Warum werden keine Denkmäler für Frauen aufgestellt?
Denkmäler stammen hauptsächlich aus dem 19. Jahrhundert – und bedienen sich auch der Bildsprache von damals. Zeitgenössische Kunst ist abstrakt und zeigt weltweit kaum realistische Abbildungen. Hier hat sich in der Gedenkkultur vieles verändert.
Warum montiert man dann nicht umstrittene Männerdenkmäler – etwa jenes von Karl Lueger – ab?
Ich bin gegen das Wegräumen von Denkmälern. Menschen, die etwas wegräumen wollen, löschen auch Geschichte aus. Wir müssen im Fall von Lueger, der gleichzeitig engagierter Kommunalpolitiker und populistischer Antisemit war, aber mehr tun als nur ein Taferl anzubringen. Eine Ausschreibung für eine dauerhafte Lösung folgt im Herbst, davor ist eine temporäre Installation geplant.
Wien ist wegen des Heumarkts beim Thema Weltkulturerbe auf der Roten Liste der UNESCO. Was ist wichtiger: Moderne Stadtplanung oder der Erhalt des Weltkulturerbes?
Beides schließt sich nicht aus.
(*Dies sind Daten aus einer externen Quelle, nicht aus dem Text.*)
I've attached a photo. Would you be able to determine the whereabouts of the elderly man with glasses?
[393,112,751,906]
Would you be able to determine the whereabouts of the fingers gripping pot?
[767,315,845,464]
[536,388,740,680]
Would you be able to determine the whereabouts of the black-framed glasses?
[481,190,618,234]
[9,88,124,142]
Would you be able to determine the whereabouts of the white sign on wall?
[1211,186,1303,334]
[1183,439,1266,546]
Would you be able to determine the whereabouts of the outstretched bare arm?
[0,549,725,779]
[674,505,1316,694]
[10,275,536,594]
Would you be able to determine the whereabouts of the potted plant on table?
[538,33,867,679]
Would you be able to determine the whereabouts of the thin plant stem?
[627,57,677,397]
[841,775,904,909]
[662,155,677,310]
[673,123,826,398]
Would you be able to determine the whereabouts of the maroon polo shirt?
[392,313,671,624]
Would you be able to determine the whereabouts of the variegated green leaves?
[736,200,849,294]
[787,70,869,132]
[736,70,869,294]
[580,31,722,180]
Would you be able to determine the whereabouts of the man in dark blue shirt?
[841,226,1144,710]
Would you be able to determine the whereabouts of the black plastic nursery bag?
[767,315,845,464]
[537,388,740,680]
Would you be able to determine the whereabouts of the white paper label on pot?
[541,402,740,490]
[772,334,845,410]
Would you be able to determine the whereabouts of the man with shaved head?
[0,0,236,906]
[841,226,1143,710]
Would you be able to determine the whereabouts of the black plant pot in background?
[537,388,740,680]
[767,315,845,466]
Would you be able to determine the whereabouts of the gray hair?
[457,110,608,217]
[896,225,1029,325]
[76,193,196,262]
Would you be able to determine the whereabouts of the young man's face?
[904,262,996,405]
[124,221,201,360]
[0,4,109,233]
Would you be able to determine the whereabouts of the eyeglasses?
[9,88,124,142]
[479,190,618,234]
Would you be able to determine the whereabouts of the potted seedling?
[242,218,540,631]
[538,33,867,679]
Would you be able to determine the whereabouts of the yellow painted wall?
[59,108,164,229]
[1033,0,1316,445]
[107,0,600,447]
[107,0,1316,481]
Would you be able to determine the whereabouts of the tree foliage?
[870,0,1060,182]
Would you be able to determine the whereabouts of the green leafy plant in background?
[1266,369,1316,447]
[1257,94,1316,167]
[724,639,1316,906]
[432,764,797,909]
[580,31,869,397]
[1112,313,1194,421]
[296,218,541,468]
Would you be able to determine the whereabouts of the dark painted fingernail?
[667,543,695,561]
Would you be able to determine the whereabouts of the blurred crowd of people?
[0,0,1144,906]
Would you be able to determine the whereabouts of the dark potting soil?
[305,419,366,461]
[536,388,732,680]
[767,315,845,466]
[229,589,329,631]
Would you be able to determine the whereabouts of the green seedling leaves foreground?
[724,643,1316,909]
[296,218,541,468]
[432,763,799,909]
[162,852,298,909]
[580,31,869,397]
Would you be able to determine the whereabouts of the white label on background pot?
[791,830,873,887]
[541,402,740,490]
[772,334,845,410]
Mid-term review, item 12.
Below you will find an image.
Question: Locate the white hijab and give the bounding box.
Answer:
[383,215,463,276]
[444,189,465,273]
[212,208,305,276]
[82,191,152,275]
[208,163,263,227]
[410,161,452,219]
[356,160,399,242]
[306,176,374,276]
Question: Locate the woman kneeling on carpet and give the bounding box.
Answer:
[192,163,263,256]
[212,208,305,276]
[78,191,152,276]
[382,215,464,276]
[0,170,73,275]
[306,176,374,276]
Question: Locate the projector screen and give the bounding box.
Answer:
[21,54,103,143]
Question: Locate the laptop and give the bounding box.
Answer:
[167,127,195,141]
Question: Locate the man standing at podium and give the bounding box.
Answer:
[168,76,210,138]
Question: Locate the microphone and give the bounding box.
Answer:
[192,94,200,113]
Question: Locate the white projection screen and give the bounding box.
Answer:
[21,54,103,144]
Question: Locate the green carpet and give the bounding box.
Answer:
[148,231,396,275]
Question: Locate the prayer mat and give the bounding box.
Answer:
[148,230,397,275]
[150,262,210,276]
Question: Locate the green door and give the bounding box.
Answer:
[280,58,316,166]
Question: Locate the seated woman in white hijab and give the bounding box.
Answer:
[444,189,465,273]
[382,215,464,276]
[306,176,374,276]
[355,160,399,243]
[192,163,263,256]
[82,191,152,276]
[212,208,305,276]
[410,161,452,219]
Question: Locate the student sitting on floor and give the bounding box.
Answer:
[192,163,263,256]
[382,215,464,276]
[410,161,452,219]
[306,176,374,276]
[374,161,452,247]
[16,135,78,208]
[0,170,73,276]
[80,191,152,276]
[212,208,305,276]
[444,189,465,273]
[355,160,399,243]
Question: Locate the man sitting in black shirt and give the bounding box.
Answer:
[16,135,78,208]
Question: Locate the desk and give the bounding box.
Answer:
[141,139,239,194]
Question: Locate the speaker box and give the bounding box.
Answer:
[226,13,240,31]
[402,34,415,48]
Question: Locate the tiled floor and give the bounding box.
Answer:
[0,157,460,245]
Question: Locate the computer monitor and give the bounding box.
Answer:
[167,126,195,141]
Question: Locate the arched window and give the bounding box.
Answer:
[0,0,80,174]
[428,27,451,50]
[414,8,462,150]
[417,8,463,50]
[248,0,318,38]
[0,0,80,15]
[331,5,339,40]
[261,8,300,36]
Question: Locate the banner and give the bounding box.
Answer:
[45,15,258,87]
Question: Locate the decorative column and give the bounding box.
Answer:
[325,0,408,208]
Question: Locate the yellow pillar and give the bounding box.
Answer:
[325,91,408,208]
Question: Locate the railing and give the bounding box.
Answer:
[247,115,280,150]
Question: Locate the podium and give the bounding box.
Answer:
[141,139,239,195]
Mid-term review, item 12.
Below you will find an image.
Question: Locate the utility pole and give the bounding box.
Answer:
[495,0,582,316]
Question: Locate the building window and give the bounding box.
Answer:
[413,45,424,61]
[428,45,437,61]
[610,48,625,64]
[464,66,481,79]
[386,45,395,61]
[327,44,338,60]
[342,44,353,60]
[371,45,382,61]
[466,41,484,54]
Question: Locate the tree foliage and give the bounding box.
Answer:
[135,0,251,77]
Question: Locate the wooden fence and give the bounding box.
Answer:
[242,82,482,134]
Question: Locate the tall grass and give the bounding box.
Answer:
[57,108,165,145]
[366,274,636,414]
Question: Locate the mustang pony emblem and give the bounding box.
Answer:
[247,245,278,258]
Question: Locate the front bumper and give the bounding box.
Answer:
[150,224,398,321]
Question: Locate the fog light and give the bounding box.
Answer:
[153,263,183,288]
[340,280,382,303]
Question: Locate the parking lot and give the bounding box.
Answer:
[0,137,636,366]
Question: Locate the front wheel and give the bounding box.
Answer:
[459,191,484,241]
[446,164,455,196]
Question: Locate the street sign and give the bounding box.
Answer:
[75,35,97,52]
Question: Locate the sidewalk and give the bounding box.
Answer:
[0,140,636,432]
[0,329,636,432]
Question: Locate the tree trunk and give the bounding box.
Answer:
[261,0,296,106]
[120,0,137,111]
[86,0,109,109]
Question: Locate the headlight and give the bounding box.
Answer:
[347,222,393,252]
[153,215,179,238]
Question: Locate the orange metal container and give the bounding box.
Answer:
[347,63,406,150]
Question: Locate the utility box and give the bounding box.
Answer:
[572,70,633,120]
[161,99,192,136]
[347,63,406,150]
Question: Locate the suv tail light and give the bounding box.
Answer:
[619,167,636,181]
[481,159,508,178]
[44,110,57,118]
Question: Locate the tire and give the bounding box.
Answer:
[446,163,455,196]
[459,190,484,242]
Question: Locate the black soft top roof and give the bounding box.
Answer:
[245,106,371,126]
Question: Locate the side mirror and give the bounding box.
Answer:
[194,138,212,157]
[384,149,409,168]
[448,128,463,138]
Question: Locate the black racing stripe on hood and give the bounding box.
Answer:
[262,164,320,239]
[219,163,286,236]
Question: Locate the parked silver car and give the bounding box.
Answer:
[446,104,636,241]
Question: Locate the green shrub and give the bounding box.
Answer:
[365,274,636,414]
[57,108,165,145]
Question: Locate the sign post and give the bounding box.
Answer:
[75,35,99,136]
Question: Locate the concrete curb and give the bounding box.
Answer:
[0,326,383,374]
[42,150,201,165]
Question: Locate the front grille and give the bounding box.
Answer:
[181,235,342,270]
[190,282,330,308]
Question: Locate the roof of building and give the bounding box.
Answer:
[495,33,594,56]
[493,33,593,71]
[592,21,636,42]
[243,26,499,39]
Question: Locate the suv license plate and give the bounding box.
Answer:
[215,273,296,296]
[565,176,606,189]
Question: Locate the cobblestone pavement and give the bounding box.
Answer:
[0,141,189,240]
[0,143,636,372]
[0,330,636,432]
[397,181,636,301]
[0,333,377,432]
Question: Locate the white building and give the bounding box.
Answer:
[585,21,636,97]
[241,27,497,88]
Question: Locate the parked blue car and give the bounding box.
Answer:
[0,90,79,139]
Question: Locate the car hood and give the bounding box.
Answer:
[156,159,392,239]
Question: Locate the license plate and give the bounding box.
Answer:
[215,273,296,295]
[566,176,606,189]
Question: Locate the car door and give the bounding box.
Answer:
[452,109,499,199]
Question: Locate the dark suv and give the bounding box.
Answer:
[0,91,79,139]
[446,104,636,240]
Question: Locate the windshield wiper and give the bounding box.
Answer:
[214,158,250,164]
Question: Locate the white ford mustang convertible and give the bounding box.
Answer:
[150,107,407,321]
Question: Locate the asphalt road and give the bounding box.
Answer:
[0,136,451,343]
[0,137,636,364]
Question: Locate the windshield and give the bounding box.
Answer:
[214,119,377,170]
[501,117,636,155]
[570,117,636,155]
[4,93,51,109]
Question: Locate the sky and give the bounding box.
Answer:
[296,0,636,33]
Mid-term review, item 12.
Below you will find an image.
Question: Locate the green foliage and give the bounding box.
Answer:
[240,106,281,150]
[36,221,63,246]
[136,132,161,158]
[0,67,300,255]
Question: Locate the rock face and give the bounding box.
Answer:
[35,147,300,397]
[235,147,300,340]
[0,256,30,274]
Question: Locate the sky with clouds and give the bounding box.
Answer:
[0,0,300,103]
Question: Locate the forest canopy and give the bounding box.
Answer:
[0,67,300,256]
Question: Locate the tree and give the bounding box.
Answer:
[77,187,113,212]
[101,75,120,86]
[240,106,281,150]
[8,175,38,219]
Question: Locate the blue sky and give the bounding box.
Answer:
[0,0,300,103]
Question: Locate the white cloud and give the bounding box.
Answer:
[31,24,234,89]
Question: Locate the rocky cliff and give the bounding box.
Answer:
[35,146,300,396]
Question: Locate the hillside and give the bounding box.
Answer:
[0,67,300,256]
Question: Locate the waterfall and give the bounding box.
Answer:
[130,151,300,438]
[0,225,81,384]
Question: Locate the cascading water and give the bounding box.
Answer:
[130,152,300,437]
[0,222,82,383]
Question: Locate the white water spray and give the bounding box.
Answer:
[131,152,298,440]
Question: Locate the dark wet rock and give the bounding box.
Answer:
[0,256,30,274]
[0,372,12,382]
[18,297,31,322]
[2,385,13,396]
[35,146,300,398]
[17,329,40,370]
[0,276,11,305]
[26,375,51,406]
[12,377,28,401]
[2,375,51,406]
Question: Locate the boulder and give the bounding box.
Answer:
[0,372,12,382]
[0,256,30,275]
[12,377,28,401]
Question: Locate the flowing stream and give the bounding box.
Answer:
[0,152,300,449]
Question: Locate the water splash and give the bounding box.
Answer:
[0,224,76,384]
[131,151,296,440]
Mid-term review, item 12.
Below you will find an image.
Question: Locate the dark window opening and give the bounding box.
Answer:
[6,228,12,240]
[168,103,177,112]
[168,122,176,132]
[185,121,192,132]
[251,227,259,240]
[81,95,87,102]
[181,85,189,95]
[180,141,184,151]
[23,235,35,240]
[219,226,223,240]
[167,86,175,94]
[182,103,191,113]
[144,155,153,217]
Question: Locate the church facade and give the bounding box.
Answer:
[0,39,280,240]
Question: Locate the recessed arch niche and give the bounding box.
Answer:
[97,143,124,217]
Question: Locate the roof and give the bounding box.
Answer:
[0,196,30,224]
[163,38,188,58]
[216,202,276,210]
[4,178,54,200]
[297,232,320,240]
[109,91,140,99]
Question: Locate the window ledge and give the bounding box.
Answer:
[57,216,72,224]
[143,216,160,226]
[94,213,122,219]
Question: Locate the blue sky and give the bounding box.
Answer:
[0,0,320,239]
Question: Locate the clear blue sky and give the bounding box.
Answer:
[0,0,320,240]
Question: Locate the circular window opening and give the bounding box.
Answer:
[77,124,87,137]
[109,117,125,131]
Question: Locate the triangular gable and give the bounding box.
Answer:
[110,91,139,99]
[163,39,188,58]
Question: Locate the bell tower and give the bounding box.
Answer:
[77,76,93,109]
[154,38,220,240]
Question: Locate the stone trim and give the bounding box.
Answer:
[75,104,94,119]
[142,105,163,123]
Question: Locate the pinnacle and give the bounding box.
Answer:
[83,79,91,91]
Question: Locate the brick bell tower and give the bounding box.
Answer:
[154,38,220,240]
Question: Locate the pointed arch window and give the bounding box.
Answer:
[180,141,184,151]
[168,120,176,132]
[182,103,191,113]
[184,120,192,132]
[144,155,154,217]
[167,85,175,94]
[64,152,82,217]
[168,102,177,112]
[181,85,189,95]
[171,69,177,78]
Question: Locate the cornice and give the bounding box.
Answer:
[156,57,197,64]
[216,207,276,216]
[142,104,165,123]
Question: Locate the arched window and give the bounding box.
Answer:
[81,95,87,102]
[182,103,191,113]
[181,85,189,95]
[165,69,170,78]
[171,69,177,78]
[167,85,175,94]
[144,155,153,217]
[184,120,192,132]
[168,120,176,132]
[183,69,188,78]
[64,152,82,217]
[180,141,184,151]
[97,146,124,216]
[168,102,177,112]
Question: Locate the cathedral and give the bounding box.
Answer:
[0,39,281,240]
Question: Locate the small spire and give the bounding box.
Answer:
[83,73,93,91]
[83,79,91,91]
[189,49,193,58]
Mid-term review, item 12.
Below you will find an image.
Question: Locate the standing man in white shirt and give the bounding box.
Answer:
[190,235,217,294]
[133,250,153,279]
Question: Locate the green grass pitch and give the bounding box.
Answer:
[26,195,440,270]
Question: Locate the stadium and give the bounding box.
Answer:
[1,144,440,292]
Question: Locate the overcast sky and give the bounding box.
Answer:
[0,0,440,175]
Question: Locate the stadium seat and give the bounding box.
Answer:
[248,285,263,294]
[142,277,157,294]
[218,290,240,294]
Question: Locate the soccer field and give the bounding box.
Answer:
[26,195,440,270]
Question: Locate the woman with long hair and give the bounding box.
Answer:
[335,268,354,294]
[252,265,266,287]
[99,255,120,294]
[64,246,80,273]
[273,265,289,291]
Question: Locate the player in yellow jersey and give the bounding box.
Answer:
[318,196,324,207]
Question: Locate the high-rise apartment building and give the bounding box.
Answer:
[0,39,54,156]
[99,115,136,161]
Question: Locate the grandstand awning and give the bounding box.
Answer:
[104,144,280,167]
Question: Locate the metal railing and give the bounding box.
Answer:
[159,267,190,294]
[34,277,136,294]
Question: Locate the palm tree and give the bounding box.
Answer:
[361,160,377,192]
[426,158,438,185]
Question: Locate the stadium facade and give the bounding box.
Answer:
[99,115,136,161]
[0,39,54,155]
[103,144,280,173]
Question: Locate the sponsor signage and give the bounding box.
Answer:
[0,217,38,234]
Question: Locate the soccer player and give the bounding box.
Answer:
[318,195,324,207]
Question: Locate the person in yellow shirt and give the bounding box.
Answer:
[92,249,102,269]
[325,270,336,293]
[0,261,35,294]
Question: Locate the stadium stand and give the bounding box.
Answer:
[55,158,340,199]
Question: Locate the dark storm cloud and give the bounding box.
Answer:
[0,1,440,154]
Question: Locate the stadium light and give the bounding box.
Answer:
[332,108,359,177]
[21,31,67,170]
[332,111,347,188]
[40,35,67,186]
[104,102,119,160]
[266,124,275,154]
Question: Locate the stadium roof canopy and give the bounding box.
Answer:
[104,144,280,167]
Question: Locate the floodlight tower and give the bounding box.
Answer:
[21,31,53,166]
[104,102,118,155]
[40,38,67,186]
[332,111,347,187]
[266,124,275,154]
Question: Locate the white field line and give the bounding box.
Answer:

In Wien ist nicht ein einzelnes Gebäude als Welterbe ausgezeichnet worden, sondern die komplette Innenstadt. Anerkannte architektonische Beispiele wie das Haas-Haus zeigen, dass Welterbe und moderne Stadtplanung nebeneinander möglich sind.
Was würden Sie sich vom Bund, konkret von Kulturstaatssekretärin Andrea Mayer wünschen?
Angesichts der fast täglich wechselnden Regierung wünsche ich mir, dass sie bleibt. Unsere Zusammenarbeit funktioniert sehr gut.
Wegen des Ukraine-Krieges werden immer wieder russische Künstler ausgeladen. Ist das richtig?
Ich finde es wichtig, angesichts dieses Grauens eindeutig Stellung zu beziehen. Ich gebe aber zu bedenken, dass wir hier im Westen auf unseren gesicherten Pölstern leichter reden können als Künstler in Russland, die unter einer permanenten Bedrohung leben. Wer sich gegen Putin positioniert, bringt Menschen in Gefahr.